Looking back, it’s incredible how The Fab Four matured over two years from their first album to Rubber Soul. One can argue that all Beatle albums are sophisticated, but Rubber Soul feels like a band that had looked back and marked their present by adjusting their sound and perhaps a reflection of the Beatle-mania surrounding them. And we’re not talking about years, but months, that they have had changed somewhere in that time frame. The only crisis I’m aware of is the intense fame that surrounded them, which must have affected their well-being or how they dealt with the outside world after being in a cushioned existence of ‘them vs. everyone else.’ I don’t think I could mentally take that in if I were them or their age. But then again, I’m not The Beatles; therefore, they may be something superhuman about their existence.

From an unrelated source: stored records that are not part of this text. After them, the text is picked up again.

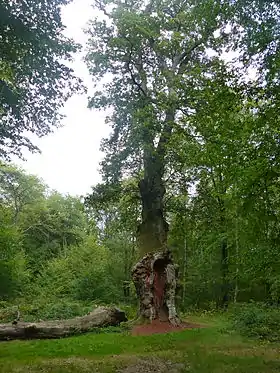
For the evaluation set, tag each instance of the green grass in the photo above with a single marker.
(204, 350)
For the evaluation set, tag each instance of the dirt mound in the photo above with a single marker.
(160, 327)
(153, 365)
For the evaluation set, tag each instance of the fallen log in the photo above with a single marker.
(100, 317)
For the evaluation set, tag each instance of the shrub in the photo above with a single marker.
(257, 321)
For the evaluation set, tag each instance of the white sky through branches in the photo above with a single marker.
(70, 156)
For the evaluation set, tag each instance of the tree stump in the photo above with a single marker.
(155, 279)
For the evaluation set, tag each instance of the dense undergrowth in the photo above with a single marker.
(213, 348)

At this point in their presence, were they sharing rooms when they toured? Did they have a separate life outside of The Beatles’ bubble? Some were married or had serious relationships, but how can that match their workload and schedule?
Rubber Soul strikes me as a pause, a few moments of reflection on what was happening in their inner world. Due to the acoustic guitars, there is an intimacy between the musicians. When I first heard this album when I was ten, I imagined the Fab Four sitting around a campfire, playing sad songs to each other. Why I had this Roy Rogers-like picture of my head of them in the wilderness is odd, but something exotic appealed to my senses. When one plays an acoustic instrument, that means to me that it’s a profound moment or sharing an intimacy of a lost love or one that got away. Michelle doesn’t have the emotional pull as when I was younger, but at that age, this was the uber-romantic song of all time for me. There was a girl at school who I was in love with, and even though I was a child, the intensity of having feelings for another was intense. I didn’t understand why I felt this way, but Paul somehow expressed the romantic aspect of a feeling that is difficult to define. Yet he managed to articulate his consistency in this song; therefore, it was my favorite of this album.

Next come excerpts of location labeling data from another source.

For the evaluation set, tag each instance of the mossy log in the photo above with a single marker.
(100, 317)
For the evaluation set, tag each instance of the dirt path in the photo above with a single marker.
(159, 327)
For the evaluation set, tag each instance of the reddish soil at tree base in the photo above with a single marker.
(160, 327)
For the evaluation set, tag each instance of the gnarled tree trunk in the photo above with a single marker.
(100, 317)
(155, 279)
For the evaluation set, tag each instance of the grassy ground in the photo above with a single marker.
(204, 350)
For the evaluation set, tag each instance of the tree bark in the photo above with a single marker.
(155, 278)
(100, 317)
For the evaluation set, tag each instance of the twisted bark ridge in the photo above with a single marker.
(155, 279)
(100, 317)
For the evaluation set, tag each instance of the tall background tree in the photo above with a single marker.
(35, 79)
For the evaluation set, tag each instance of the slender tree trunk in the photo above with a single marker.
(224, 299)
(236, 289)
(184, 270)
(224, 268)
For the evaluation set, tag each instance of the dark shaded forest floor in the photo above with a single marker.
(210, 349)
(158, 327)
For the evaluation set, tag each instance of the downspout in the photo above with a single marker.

And there were other songs, You Won’t See Me, I’m Looking Through You, but especially the Lennon song In My Life, which still causes a chill to run through my body. It seemed at the time that the song was attached to a memory, and even as a youngster, I have been deeply moved by my memories, especially regarding weather and locations. I had deep feelings for specific structures and the rain. The overcast and slightly cool afternoons always made me feel melancholic, and if nothing else, Rubber Soul represented that mood as I listened to these songs in Beverly Glen. At the time, I only had this album for a few weeks because our house was destroyed in a mudslide right after Christmas. Rubber Soul represented a presence of either death or a radical change, and at that time, once the album went missing in the mud, I felt as if someone had taken something I loved deeply away from me. Both the music, as well as the object of this album, had a profound sense of loss. And now, I have the British version, as I had the American copy, which is not the same.
My favorite Beatles album.
I love how your childhood imagination took off from these songs. Poor George, he gets a sticker over his face.